Intratex Gas Co. v. Beeson, 22 S.W.3d 398, 404 (Tex.2000).
The Court attempts to refute the rule that a merits determination should not occur before class certification and notice by noting that in some of the cases cited above, the trial court proceeded with certification and notification after the defendant had been granted summary judgment. The Court argues, therefore, that those cases are inapposite in deciding whether certification can proceed after a trial court grants summary judgment in favor of the plaintiff. I agree that cases in which a defendant is granted summary judgment before certification present different concerns than when a plaintiff has been granted summary judgment. For example, a trial court must consider the due process rights of potential class members in deciding whether to proceed with class certification and notification after a defendant receives a favorable summary judgment ruling. Gert, 773 F.2d at 159-60. But these different concerns do not detract from these courts’ clear recognition that, absent waiver by the defendant, a trial court is prohibited from adjudicating the merits at the plaintiffs request until after certification and notification.

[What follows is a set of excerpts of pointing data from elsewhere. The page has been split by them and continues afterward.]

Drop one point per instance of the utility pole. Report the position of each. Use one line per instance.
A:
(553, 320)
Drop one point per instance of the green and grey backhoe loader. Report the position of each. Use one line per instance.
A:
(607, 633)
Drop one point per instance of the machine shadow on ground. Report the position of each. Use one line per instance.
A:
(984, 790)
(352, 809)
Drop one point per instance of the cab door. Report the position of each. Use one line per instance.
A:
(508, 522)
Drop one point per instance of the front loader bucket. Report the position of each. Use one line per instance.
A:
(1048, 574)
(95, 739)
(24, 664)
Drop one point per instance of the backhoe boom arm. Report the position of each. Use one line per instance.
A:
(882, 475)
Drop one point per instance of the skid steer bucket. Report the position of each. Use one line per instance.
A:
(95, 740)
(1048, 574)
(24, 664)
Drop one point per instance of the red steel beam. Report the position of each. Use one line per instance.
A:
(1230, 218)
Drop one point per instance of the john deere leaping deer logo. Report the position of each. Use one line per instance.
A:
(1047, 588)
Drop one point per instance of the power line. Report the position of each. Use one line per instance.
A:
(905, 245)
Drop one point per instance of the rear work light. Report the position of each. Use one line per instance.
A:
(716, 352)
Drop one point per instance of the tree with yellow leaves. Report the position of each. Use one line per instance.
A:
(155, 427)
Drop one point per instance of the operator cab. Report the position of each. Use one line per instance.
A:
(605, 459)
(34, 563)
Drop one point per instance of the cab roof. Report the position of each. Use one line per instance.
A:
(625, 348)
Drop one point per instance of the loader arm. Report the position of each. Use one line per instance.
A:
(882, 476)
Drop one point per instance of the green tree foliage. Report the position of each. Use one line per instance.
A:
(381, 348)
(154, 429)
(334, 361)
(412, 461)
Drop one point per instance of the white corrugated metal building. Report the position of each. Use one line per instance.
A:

The federal class action rule, which the Texas rule follows in the aspects material here, has been authoritatively construed to mean that a class cannot be maintained if a trial court rules on the merits before giving notice to the class. This Court may not agree with what the federal courts have said, but it cannot plausibly deny that they have said it.
The Court’s remarks about federal precedent concerning interlocutory appeals reveal that it continues to insist on asking the wrong questions. The case before us does not turn on whether the federal rules *365or statutes would permit an interlocutory appeal. The question is whether Texas law permits an interlocutory appeal. That in turn depends on whether the trial court’s ruling fundamentally changed the nature of the class. The trial court in this case changed the nature of the class when its ruling on the merits ended the viability of the class. The purpose of section 51.014(a)(3) of the Texas Civil Practice and Remedies Code, which allows interlocutory appeals of certain class-certification rulings, is to ensure that the costly process of a class action, with its attendant potential for irremediable harm to a defendant, does not proceed when there is no basis for certifying a class. Section 51.014(a)(3) provides that “[a] person may appeal from an interlocutory order ... that: ... certifies or refuses to certify a class in a suit brought under Rule 42 of the Texas Rules of Civil Procedure.” Tex. Civ. Prac. & Rem.Code § 51.014(a)(3). The Legislature has directed that in construing this provision, we may consider the object it sought to attain and the consequences of a particular construction. Tex. Gov’t Code § 311.023; see also Ken Petroleum Corp. v. Questor Drilling Corp., 24 S.W.3d 344, 350 (Tex.2000). The Court has refused to acknowledge and give effect to the object that the Legislature sought to attain, which is to allow interlocutory appeals of rulings on whether a class is certified. In this case, the trial court’s refusal to decer-tify after the certification could no longer be sustained is the functional equivalent of and indistinguishable from a decision granting certification.
In closing, it should be noted that the Court says Bally is appealing the order that granted partial summary judgment. 53 S.W.3d at 359. That is not the case. Bally is appealing only the trial court’s refusal to decertify the class after it had ruled on the merits. Bally’s briefing and request for relief are unmistakable in this regard.
Because the Court refuses to give effect to legislative intent and to adhere to our own precedent, I dissent.